At a trial in 2012, the jury exonerated Cortazzo on various claims including misrepresentation. The judge had already concluded that Cortazzo had no fiduciary duty to Horiike and essentially threw out that cause of action against him. The judge told the jury it could only find Coldwell Banker liable if another agent, not Cortazzo, had breached his or her fiduciary duty to Horiike. The jury found in favor of Coldwell Banker.
The Court of Appeal reversed the trial court’s decision. The Supreme Court affirmed the affirmed appellate court decision. The case now goes back to the trial court to determine whether the defendants violated their fiduciary duty to the buyer.
“Because Cortazzo, as an agent of Coldwell Banker in the transaction, owed Horiike a duty to learn and disclose all facts materially affecting the value or desirability of the property, the trial court erred in granting nonsuit on Horiike’s breach of fiduciary duty claim against Cortazzo and in instructing the jury that it could not find Coldwell Banker liable for breach of fiduciary duty based on Cortazzo’s conduct,” the decision said.
What it means is that when agents on both side of a transaction are licensed by the same firm, “the salesperson who is selling owes a fiduciary duty to not only the seller, but also the buyer,” said Frederic Cohen, the plaintiff’s attorney. Cohen thought that was already clear under state law, but Coldwell Banker and the real estate industry disagreed.
Coldwell Banker argued that “each salesperson owes a duty only to the person they are directly working with, not the opposite side.” Coldwell Banker referred requests for comment to the California Association of Realtors, which filed a brief supporting the defendants.
“We think it’s clear that Coldwell Banker owed a duty to both” buyer and seller in the transaction. “What we didn’t agree with is that duty flows back to every single agent in the transaction,” said June Barlow, the association’s general counsel.
Although the Supreme Court disagreed, the association does not think its decision will result in any major changes in the real estate industry. “We were more worried about an unwarranted expansion” of fiduciary duty that essentially would have outlawed dual agency, said June Barlow, an attorney for the association.

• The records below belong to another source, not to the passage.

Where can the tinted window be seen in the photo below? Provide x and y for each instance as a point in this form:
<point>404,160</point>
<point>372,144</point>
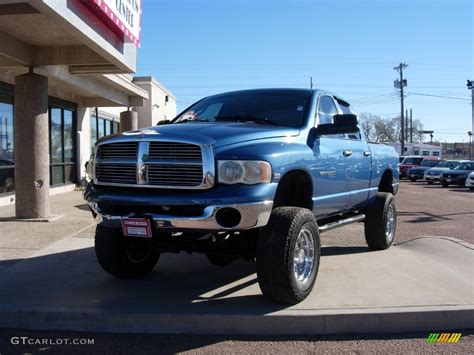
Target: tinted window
<point>284,108</point>
<point>465,166</point>
<point>326,110</point>
<point>427,162</point>
<point>412,161</point>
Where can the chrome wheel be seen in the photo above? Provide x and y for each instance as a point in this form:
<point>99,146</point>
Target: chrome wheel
<point>303,257</point>
<point>390,226</point>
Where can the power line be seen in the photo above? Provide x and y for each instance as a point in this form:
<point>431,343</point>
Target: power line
<point>441,96</point>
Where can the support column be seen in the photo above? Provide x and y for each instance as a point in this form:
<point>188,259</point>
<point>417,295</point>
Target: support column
<point>31,145</point>
<point>128,121</point>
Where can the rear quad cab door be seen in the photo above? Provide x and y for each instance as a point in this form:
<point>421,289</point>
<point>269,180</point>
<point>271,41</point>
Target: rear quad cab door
<point>331,168</point>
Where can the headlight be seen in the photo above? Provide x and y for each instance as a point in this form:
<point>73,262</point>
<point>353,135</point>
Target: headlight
<point>244,171</point>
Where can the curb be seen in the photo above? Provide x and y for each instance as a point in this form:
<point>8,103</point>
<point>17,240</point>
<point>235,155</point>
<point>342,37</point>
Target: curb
<point>397,320</point>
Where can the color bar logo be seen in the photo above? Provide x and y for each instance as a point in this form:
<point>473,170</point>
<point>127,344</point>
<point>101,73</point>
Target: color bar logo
<point>443,338</point>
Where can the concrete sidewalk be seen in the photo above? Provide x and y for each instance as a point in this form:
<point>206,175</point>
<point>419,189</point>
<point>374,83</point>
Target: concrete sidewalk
<point>422,285</point>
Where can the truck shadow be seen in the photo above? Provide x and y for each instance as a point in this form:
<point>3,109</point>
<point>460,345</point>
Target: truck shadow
<point>179,284</point>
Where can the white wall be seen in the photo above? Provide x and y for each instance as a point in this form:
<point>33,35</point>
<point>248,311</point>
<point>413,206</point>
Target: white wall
<point>156,108</point>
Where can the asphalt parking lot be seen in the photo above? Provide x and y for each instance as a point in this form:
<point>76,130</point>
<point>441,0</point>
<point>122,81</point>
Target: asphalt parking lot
<point>423,210</point>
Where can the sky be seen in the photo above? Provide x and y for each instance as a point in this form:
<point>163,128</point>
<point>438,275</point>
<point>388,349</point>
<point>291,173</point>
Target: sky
<point>201,47</point>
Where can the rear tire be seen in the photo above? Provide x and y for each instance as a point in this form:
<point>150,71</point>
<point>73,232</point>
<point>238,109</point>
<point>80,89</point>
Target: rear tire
<point>381,222</point>
<point>122,256</point>
<point>288,254</point>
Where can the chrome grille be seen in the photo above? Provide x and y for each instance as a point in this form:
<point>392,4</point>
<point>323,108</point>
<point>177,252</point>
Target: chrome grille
<point>166,175</point>
<point>116,173</point>
<point>156,164</point>
<point>125,150</point>
<point>174,151</point>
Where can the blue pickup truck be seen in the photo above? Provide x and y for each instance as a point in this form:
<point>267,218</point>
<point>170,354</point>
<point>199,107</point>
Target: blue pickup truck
<point>253,174</point>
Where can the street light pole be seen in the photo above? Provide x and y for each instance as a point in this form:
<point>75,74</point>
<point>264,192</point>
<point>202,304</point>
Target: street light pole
<point>470,86</point>
<point>470,144</point>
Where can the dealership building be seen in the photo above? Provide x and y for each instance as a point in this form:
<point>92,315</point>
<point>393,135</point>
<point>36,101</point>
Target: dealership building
<point>65,82</point>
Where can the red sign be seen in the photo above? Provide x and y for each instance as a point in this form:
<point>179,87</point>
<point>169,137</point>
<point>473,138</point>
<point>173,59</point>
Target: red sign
<point>121,16</point>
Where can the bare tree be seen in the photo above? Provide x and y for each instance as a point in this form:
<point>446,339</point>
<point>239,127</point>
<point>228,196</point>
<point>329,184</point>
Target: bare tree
<point>379,129</point>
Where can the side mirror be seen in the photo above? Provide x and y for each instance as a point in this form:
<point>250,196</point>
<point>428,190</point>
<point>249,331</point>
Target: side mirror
<point>345,123</point>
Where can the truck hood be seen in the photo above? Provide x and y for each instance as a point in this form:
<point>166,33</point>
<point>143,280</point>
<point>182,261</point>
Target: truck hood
<point>218,134</point>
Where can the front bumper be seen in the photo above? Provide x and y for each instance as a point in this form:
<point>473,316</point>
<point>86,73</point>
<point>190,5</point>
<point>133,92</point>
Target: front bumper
<point>250,206</point>
<point>252,215</point>
<point>432,177</point>
<point>470,182</point>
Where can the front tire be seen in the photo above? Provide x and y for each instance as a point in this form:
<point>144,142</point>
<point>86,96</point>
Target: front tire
<point>288,254</point>
<point>381,222</point>
<point>122,256</point>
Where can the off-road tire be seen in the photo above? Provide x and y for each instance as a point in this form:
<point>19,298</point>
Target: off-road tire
<point>377,222</point>
<point>112,249</point>
<point>275,254</point>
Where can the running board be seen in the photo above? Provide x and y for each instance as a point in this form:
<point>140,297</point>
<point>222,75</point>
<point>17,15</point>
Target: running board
<point>342,222</point>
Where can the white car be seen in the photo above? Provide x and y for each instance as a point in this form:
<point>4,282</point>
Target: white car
<point>432,175</point>
<point>470,181</point>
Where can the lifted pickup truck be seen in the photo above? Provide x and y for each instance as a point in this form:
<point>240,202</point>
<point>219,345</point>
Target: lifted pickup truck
<point>255,174</point>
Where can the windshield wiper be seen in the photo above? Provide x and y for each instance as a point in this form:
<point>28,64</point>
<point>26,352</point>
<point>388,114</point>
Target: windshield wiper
<point>193,120</point>
<point>246,118</point>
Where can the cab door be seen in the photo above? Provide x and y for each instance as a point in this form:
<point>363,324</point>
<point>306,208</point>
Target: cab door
<point>331,168</point>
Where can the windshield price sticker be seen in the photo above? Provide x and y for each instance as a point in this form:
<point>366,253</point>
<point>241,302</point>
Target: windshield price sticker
<point>136,227</point>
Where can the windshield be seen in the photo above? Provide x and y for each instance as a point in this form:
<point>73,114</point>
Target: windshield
<point>465,166</point>
<point>428,162</point>
<point>279,107</point>
<point>448,164</point>
<point>412,161</point>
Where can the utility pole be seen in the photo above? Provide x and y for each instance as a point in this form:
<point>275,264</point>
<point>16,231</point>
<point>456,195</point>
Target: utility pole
<point>400,84</point>
<point>470,86</point>
<point>406,126</point>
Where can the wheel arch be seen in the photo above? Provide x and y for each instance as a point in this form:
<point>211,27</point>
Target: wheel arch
<point>386,182</point>
<point>295,189</point>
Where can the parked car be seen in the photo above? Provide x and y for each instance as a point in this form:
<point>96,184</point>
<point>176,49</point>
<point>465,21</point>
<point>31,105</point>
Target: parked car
<point>409,162</point>
<point>432,175</point>
<point>458,175</point>
<point>256,174</point>
<point>470,181</point>
<point>418,173</point>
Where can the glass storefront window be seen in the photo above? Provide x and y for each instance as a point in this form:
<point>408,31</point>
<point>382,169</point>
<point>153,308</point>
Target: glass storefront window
<point>62,135</point>
<point>62,143</point>
<point>56,133</point>
<point>101,126</point>
<point>68,134</point>
<point>7,171</point>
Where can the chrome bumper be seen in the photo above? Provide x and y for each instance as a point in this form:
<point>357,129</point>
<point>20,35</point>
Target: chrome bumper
<point>253,215</point>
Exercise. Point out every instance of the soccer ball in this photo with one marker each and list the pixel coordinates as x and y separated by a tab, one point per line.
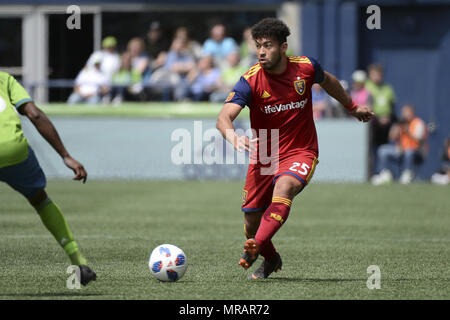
167	263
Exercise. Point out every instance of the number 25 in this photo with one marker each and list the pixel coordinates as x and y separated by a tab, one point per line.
303	166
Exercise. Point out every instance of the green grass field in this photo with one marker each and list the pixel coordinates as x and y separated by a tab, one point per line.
333	234
159	110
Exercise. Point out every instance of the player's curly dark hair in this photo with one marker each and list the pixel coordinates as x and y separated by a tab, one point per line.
271	28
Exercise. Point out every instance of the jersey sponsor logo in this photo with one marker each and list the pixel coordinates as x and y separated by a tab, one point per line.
283	107
230	96
299	86
265	95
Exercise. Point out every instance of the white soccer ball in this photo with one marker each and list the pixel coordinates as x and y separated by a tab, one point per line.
167	263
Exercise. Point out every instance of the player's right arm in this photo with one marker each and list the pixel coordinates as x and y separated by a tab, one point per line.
236	101
48	131
225	125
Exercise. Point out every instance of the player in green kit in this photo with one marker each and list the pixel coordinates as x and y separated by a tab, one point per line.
20	169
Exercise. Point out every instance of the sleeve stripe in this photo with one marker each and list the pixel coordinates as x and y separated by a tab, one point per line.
21	102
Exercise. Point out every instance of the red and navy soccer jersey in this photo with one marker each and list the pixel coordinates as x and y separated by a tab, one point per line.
282	102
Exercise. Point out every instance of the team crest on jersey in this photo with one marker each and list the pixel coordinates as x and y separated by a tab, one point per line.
299	86
230	96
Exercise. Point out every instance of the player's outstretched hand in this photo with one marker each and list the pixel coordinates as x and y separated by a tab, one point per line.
78	169
362	113
244	143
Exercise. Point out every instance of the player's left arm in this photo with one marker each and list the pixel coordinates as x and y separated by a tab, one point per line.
48	131
333	87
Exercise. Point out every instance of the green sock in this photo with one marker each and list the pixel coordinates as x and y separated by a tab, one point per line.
54	221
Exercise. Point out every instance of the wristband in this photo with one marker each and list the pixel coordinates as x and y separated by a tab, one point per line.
351	106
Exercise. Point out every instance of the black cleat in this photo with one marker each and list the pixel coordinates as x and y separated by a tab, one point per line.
87	275
251	253
267	267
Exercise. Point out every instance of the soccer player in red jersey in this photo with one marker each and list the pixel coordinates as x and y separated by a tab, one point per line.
278	92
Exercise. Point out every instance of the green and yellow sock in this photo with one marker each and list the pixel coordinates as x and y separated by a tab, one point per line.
55	222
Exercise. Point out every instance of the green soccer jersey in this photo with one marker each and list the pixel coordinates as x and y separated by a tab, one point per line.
13	144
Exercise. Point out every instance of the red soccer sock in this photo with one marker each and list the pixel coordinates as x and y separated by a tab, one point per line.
272	219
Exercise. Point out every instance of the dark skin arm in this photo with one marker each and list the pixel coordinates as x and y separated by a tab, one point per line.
48	131
333	87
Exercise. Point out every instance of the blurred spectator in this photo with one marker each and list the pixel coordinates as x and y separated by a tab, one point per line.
202	81
383	106
334	108
123	80
139	63
108	57
90	85
443	176
360	95
157	45
192	46
230	76
248	48
219	46
408	148
319	100
178	63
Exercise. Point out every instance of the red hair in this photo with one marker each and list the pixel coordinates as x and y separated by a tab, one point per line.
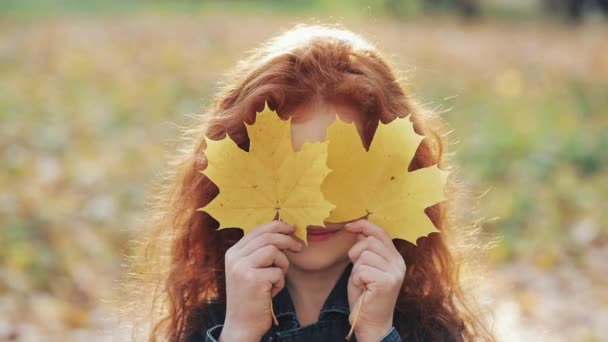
179	260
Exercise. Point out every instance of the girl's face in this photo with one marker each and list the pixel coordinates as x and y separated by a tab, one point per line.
310	123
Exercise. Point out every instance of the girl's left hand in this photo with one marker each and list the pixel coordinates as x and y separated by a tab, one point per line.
379	267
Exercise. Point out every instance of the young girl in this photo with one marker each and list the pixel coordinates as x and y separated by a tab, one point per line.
217	285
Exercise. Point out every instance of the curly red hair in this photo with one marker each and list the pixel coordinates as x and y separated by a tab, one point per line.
178	263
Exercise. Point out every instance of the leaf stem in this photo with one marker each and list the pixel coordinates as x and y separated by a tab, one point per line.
352	328
274	318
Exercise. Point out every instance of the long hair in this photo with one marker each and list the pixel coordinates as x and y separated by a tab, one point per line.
178	259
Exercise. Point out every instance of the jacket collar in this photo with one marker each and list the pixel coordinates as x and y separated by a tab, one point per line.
337	301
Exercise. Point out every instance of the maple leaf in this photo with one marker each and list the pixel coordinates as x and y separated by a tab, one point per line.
268	180
377	183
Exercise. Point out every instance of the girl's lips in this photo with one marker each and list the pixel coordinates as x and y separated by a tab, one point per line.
316	233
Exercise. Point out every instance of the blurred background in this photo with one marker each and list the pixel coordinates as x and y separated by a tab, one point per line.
92	94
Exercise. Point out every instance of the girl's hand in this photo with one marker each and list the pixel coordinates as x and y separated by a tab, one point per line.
377	266
255	272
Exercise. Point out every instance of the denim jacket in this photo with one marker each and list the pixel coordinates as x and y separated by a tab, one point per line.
333	324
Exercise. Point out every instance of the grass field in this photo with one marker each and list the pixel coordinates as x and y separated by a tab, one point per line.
90	105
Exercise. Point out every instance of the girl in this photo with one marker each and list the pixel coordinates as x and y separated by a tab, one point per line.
216	285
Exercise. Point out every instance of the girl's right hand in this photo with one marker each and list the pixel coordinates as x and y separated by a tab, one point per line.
255	273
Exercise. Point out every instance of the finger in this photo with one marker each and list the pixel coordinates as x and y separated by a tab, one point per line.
272	276
278	287
372	259
281	241
268	256
365	276
369	228
270	227
373	244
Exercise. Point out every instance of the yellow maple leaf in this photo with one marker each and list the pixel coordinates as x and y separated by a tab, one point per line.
268	180
377	183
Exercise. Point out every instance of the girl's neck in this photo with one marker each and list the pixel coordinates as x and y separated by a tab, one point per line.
309	289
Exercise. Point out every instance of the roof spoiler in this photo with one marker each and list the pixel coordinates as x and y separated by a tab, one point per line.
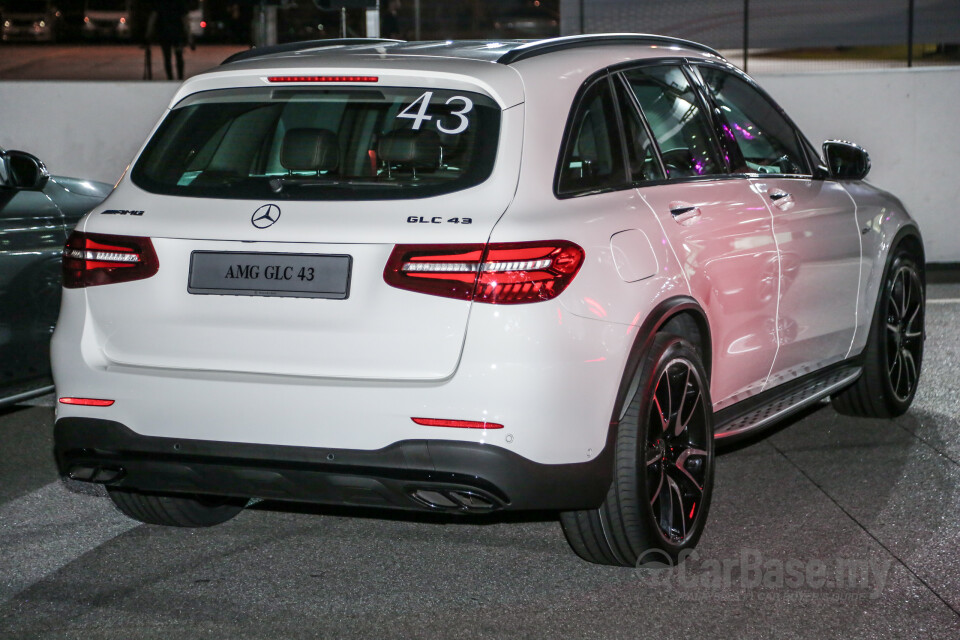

California law already requires listing agents to disclose all material facts that affect the value or desirability of a property to all prospective buyers, no matter who represents them. This includes facts such as a murder that occurred on the property or overly hostile neighbors. Listing agents also must do a visual inspection of the property and disclose any defects found to to all buyers.
As for practical impacts of the Supreme Court ruling, Cohen believes that when listing agents owe a fiduciary duty to the buyer, “They have to do more than a cursory inspection.”
He also said these agents “cannot fulfill their duty to disclose information (to buyers) by providing them a blizzard of paper buried in which the information is disclosed.”